Data about the real world is messy. Microsoft’s experiment with Tay was an extreme example of what’s still a very common challenge in enterprise AI: available real-world training data often leads to substandard model performance. Companies developing computer vision models know this all too well; and the stakes are high given estimates that the CV market will grow to $145B in 2030 compared to $7B in 2020. Collection and annotation of training data represent 60% of that spend in large part because getting the data right is still an unsolved problem.
Synthetic data has emerged in response to the shortcomings of real-world datasets. We believe training computer vision models with synthetic data is going to become the industry standard because of its clear advantages over manual collection.
Today we’re announcing our investment in Datagen, the leader in synthetic images and video for computer vision use cases. Their platform generates photorealistic labeled datasets based on specific criteria and distributions, allowing its enterprise customers to train and test their machine learning models more efficiently.
We’re particularly excited to work with Datagen. The company joins a growing list of Scale investments in Cognitive Apps, next-gen enterprise systems that make use of machine learning, connectivity with other systems, and novel forms of data capture and use. They’re also in good company with other Scale investments in Israel like JFrog, WalkMe, and Papaya Global.
The Future of Computer Vision Training Data
There are multiple reasons it’s hard to get good training data for CV. Real-life pictures of people fall under a growing patchwork of local, national, and international privacy regulations. Public datasets get you part of the way there but tend to be too generalized for a given use case. Then after acquiring and annotating the right data, you’re stuck with a static asset when most models require frequent, dynamic updates to perform optimally.
Datagen solves these problems by enabling granular control over your data, eliminating bias and privacy issues, and perfectly annotating domain-specific data so that companies can increase their dataset size and diversity easily and improve their models across all CV use cases.
Datagen’s long-term product thinking really stands out to us. They are the only CV synthetic data platform that is entirely self-serve, so customers can do everything through the app without needing to provide seed data to get started. This is possible because they’re building a highly scalable platform in terms of their infrastructure and content library, allowing them to expand across CV use cases without needing to work with individual customers first.

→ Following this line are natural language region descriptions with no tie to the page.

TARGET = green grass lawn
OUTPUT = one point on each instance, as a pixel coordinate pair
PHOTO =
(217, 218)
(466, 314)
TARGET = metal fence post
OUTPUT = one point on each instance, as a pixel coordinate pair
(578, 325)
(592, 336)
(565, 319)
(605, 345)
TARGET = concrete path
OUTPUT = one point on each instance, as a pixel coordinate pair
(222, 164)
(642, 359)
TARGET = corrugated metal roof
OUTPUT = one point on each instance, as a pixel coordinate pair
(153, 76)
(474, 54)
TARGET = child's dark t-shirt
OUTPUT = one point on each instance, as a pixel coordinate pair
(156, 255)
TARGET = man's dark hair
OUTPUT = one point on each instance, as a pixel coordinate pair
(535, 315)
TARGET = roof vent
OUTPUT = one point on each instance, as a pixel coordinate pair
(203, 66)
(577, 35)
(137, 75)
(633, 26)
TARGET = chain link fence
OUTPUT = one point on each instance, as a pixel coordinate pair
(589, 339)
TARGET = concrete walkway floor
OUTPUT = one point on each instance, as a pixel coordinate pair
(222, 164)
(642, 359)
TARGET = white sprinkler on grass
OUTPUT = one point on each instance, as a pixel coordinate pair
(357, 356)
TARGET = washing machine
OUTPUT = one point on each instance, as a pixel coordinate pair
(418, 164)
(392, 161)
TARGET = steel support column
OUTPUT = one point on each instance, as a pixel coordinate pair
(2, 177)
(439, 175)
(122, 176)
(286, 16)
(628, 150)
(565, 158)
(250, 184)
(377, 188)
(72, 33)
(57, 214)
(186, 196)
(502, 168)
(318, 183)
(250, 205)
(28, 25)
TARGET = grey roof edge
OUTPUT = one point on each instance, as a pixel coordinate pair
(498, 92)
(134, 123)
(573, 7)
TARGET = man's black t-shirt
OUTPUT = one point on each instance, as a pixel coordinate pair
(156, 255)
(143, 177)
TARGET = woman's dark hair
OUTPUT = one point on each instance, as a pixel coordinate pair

Datagen’s product advantages can be measured. In our conversations with Datagen customers, they’re measuring model performance by comparing fully real-world datasets versus a mix of real-world and Datagen synthetic. Datagen customers are consistently seeing increases in model performance with the addition of synthetic data.
Datagen Growing Rapidly
The Datagen product greatly simplifies the creation of custom datasets, hiding very real technical complexity behind a user-friendly UI. It’s a credit to the leadership of the company’s co-founders, CEO Ofir Chakon and CTO Gil Elbaz, who both earned advanced engineering degrees before founding Datagen. That acumen shows in their early customer list, spanning companies in industries as varied as electronics/tech, automotive, and consumer products.
Datagen has made tremendous progress in a highly technical arena in the three years since it was founded in Tel Aviv. We look forward to working with Ofir and Gil, the Datagen team, and the company’s investors in the years ahead.